The bag was mismarked. Clearly. It was Romney wool or its equivalent: good for making a rug or perhaps felting into a birdhouse, maybe knit straight from the roving, quick and bulky and for baby birds to poop in, but by no means was it worth hours upon hours upon hours.

Did I never put my hand in the ziploc bag before and actually touch the stuff? Boggles the mind.

And it kinda took the wind out of my sails on spinning for the moment.

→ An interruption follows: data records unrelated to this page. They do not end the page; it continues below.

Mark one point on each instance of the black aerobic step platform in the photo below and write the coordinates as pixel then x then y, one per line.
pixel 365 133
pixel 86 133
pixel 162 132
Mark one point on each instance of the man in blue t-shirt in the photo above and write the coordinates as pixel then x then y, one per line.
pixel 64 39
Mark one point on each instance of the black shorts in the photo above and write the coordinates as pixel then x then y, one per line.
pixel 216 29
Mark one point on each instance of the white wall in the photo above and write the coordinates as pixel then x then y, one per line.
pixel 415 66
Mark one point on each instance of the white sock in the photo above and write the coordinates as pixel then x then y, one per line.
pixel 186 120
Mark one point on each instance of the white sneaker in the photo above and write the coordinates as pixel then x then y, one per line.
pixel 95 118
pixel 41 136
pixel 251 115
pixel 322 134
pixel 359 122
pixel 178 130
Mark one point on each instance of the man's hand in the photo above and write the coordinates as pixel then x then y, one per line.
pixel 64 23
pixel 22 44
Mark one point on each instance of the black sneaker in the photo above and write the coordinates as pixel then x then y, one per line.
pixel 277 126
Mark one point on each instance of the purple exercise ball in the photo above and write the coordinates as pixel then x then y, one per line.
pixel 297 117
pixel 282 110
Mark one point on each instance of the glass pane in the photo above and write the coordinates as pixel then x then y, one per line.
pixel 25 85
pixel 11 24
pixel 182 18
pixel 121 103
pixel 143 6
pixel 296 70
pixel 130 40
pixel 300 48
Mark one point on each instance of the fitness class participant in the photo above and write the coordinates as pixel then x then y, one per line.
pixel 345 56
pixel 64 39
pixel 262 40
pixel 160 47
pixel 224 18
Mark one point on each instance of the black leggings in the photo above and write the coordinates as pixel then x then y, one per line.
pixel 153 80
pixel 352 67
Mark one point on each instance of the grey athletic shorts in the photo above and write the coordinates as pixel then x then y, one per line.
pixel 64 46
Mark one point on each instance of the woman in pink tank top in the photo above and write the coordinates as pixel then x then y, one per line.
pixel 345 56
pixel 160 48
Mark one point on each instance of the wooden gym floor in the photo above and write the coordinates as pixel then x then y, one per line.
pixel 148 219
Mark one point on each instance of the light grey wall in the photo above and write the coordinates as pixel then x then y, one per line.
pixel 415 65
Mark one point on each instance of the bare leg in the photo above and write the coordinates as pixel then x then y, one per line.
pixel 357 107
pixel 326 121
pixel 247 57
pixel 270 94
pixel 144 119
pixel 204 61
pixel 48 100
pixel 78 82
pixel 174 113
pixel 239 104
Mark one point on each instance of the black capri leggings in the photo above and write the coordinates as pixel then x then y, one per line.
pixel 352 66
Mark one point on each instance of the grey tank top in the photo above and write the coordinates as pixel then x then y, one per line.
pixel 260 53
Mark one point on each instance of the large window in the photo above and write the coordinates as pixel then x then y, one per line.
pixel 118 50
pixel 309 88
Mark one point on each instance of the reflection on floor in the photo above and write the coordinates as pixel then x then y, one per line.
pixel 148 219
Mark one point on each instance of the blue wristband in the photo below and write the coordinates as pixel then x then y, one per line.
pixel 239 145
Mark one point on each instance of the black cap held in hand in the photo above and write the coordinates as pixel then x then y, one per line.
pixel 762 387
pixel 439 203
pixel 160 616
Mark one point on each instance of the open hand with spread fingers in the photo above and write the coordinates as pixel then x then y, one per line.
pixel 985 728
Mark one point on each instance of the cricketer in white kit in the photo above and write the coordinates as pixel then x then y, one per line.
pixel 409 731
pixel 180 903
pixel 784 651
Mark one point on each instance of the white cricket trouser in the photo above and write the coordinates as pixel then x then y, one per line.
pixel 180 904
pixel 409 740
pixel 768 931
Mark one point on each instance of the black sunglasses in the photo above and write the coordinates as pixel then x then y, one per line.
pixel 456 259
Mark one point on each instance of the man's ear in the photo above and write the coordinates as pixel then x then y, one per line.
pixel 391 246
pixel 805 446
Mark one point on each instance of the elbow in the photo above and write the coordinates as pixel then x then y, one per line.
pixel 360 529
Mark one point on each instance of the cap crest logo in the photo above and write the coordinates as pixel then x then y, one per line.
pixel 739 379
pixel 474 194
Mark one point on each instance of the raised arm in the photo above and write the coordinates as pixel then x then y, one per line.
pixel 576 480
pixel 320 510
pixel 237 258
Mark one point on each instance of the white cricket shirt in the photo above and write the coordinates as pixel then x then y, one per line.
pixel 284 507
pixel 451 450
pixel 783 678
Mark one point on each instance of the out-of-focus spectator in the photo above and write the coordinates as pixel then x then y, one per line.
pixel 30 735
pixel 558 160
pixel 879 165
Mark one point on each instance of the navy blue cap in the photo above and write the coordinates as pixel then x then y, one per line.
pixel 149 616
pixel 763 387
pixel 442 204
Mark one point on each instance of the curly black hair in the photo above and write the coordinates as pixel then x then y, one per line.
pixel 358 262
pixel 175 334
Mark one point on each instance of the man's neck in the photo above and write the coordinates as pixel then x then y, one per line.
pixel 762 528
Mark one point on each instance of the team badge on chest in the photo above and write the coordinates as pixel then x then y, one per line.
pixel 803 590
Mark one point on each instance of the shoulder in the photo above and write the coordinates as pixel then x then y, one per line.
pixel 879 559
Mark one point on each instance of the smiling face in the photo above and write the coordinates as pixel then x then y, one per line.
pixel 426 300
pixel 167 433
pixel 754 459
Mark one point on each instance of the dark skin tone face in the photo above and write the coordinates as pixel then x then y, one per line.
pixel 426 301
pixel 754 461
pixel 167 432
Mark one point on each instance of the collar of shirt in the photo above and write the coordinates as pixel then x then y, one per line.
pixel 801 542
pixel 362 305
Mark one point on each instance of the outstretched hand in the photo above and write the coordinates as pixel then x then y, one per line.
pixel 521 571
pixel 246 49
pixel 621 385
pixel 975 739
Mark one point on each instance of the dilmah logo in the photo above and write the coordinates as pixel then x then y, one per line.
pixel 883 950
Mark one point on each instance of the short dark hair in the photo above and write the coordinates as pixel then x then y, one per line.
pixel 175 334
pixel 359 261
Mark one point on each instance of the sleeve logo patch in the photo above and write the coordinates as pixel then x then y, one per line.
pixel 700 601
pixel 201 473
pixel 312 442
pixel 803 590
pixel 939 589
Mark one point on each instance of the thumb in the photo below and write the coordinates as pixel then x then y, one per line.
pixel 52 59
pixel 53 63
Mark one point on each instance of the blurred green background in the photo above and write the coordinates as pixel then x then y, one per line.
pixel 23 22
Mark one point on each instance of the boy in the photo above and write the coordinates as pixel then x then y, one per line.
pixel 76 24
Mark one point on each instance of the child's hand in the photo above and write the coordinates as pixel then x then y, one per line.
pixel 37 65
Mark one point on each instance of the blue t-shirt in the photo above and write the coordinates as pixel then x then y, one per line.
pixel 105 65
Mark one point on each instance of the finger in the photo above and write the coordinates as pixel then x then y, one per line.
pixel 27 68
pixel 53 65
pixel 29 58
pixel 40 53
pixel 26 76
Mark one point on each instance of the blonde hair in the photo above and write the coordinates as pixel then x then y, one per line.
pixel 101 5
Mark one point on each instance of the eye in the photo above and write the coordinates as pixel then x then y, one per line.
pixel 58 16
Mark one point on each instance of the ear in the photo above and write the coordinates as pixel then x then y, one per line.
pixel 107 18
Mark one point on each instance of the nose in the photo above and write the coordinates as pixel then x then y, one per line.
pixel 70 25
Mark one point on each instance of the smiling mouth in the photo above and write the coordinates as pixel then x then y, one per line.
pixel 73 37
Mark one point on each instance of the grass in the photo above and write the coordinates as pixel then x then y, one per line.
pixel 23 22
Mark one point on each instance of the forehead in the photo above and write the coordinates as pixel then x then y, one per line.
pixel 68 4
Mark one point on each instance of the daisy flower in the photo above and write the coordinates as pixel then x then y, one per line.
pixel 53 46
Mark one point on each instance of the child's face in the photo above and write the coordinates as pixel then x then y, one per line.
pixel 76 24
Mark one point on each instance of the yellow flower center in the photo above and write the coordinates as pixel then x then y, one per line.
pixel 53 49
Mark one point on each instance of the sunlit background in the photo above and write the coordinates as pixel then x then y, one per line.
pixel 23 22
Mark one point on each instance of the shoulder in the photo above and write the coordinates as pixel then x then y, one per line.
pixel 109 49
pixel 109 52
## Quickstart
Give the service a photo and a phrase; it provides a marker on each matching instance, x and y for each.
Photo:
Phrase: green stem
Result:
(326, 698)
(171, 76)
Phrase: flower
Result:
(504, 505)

But then today there was that message. My favorite wheel was repaired, the flyer replaced, the wrong metal part finally gone so that the spindle can lift up, not out, and other than the cup of Welch’s grape juice a then-teenager of mine once tried to balance on the sidebar, graffiti-ing it permanently (hey, Kaye, no need to apologize for not being able to get it out, it’s a bit of family history anyway), the thing is as good as new. At last.

My folks gave me some super-super-fine 90s merino for Christmas one year. Lots of it. After two afghans, there’s still a little more if it around somewhere–and I have my Trad back. Let’s finally put the spin back into that spindyeknit. Been too long.